New superannuation laws take effect on 1 July, and they have huge implications for any of you who have life insurance inside your super fund. From that date superannuation funds will be prohibited from providing insurance cover to a member whose super account is inactive, unless that member elects to keep their cover. For the purposes of these rules, an account is considered “inactive, if it has received no contributions or rollovers for 16 consecutive months.

If your account is inactive, and you have not notified the fund that you wish to keep your cover, the fund is required to automatically cancel or insurance cover in your account.

If you want to keep your cover, even if the account is inactive, it’s important to advise your fund before 30 June. Keep in mind that 30 June falls on a Sunday so you would need to act by June 28.

The new rules coincide with the start of a new financial year, so grab the opportunity to get both your superannuation and your insurance in order. This is the perfect time to amalgamate your superannuation if you currently have multiple accounts. Use the ATO online services through myGov.

But it’s most important to carefully analyse any insurance you may have in those funds if you are considering amalgamating them, because, in most cases, you will lose the insurance currently held in any super accounts you move to a new fund.

I well remember the case of a woman whose husband became terminally ill.

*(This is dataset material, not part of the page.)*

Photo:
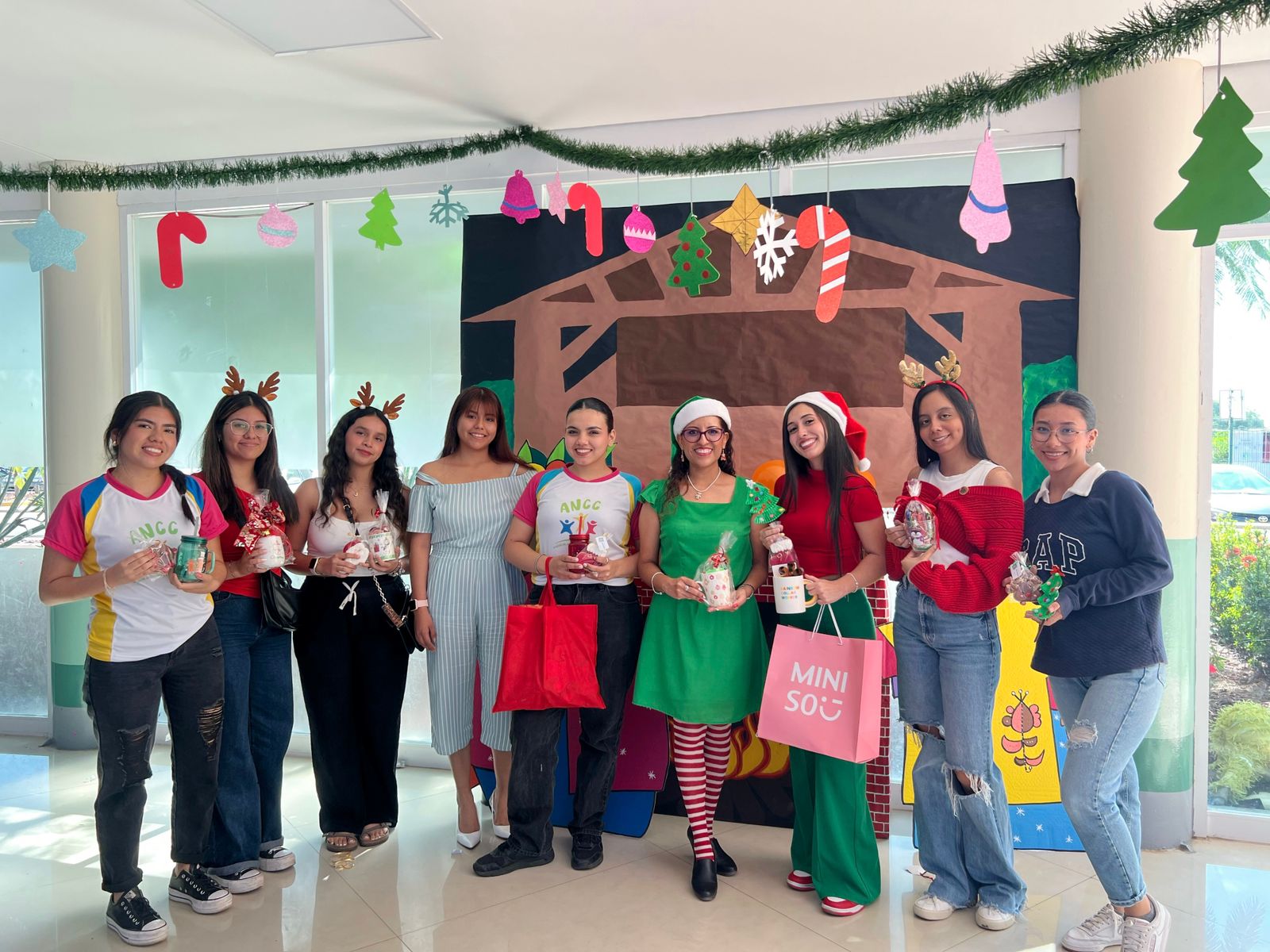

To save fees she consolidated his four superannuation accounts, and in doing so lost $400,000 of death cover.

The purpose of insurance is to help the family cope, if one or more of the breadwinners become injured, or too ill to earn a living. But insurance has a cost – if you are over insured you are wasting money, and if you are under insured you are leaving yourself open to serious risk.

I suggest you take this opportunity to sit down with your financial advisor, or insurance agent, and go through your insurance needs in detail. Then you can decide whether your insurance needs to be reduced or increased. Also be aware that TPD insurance does not have an own occupation clause if it’s inside super. This is why it’s normally better held outside superannuation.